The brothers’ relations with Octave Chanute, after years of “secretly nursed bitterness” on both sides, collapsed in a terrible exchange of letters in 1910. Again, the chief issue was proper credit for ideas about flight that now, it was clear, had been not onl
y important but historic. When Chanute said, “I am afraid, my friend, that your usually sound judgment has been warped by the desire for great wealth,” Will, incensed, unleashed his own litany of grievances against Chanute and said: “As to inordinate desire for wealth, you are the only person acquainted with us who has ever made such an accusation.” When, after three months, no response had come from Chicago, Will tried to heal the wound, saying, “My brother and I do not form many intimate friendships and do not lightly give them up.” Chanute, in failing health, responded in kind, saying he hoped “to resume our former relations.” But he died soon afterward, in November 1910. In a memorial article, Will said “his labors had vast influence in bringing about the era of human flight. . . . In patience and goodness of heart he has rarely been surpassed. Few men were more universally respected and loved.”

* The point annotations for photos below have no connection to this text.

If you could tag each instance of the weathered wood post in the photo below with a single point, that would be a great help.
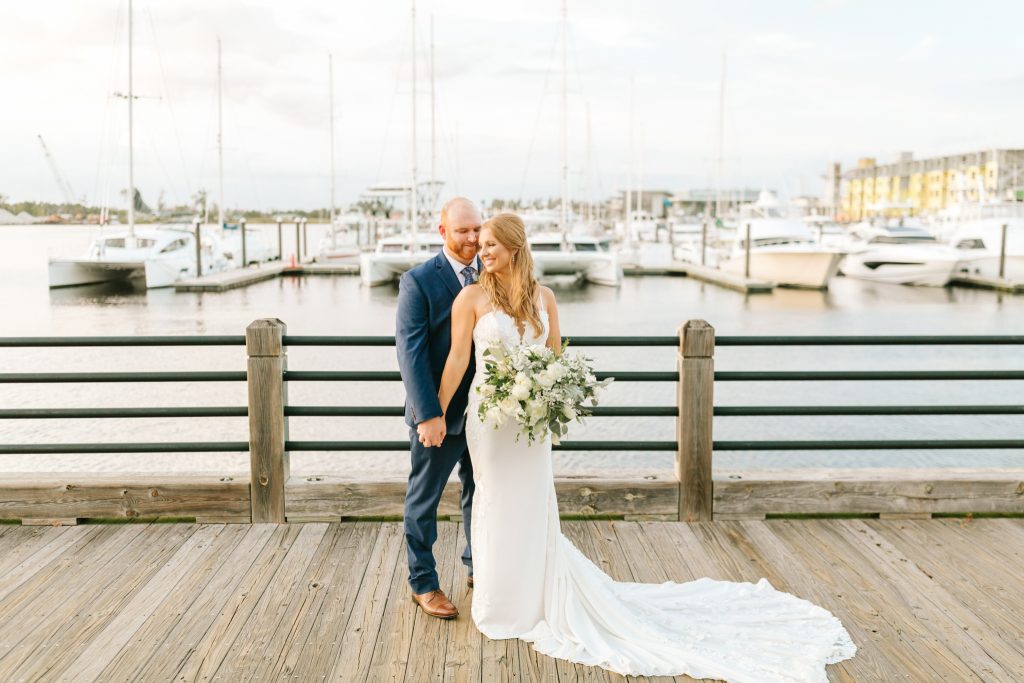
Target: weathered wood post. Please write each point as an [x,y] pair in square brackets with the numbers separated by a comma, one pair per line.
[267,425]
[281,243]
[747,254]
[693,428]
[199,248]
[245,253]
[1003,251]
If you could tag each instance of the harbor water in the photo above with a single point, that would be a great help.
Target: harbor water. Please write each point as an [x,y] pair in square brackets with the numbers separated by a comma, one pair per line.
[644,305]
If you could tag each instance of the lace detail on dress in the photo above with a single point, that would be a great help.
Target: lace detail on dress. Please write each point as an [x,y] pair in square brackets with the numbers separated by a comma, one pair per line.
[532,584]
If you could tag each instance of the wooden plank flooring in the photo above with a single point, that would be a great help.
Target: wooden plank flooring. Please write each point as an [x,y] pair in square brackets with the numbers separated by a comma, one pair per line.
[935,600]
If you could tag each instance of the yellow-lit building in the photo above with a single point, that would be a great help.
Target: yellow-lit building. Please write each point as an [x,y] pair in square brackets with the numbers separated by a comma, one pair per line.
[912,186]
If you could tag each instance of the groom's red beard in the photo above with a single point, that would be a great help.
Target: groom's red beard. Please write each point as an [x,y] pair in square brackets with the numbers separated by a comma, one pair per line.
[466,252]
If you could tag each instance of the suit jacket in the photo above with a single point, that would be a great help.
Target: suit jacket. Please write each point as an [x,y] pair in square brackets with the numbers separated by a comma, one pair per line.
[423,339]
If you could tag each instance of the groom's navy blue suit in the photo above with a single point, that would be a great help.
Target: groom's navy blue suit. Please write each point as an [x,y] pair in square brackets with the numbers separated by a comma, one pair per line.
[423,339]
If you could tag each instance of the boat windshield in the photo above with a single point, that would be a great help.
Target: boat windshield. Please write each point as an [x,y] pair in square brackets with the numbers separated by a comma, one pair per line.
[119,243]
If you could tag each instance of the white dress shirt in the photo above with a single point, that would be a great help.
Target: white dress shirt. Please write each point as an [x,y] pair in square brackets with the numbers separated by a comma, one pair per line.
[458,265]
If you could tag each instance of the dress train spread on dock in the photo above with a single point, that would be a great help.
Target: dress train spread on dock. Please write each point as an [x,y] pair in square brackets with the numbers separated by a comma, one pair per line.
[532,584]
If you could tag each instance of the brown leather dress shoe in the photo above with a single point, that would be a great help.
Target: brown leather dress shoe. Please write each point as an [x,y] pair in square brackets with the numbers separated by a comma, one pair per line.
[436,604]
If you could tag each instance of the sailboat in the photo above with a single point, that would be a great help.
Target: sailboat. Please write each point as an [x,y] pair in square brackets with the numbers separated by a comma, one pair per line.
[588,257]
[155,256]
[397,254]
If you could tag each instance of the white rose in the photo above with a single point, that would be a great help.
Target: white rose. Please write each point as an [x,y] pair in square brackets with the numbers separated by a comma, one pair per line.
[494,417]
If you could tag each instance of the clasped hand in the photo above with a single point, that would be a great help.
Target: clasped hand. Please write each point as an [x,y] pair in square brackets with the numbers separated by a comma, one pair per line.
[432,431]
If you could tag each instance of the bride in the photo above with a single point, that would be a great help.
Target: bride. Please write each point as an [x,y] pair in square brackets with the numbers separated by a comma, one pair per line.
[532,584]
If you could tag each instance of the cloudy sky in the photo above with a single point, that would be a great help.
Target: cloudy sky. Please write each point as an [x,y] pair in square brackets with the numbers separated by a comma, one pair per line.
[807,82]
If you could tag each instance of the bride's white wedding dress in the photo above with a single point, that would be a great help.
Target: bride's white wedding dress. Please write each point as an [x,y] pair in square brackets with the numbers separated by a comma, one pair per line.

CREDIT WAS also on the mind of Alexander Graham Bell—not for himself, but for his late friend, Samuel Langley. Soon after the Wrights’ epochal flights in 1908, Bell helped to inaugurate a program by which the Smithsonian would award an annual Langley Medal for “specially meritorious investigations in connection with the science of aerodromics and its application to aviation.” The Wrights were chosen as the first recipients, and two identical gold medals were struck at the Paris Mint. Yet when Bell was chosen to speak at the awards ceremony at the Smithsonian on February 10, 1910, the inventor barely mentioned the recipients’ names. He congratulated the Wrights for bringing “the aerodrome” to “the commercial and practical stage,” just as Langley had predicted someone would. But it was Langley himself, Bell declared, who must be recognized as “the great pioneer of aerial flight”; who had divined “Langley’s Law,” which “opens up enormous possibilities for the aerodrome of the future”; and who had constructed “a perfectly good flying machine” that failed to fly only because of its faulty launcher. “Who can say what a third trial might have demonstrated?”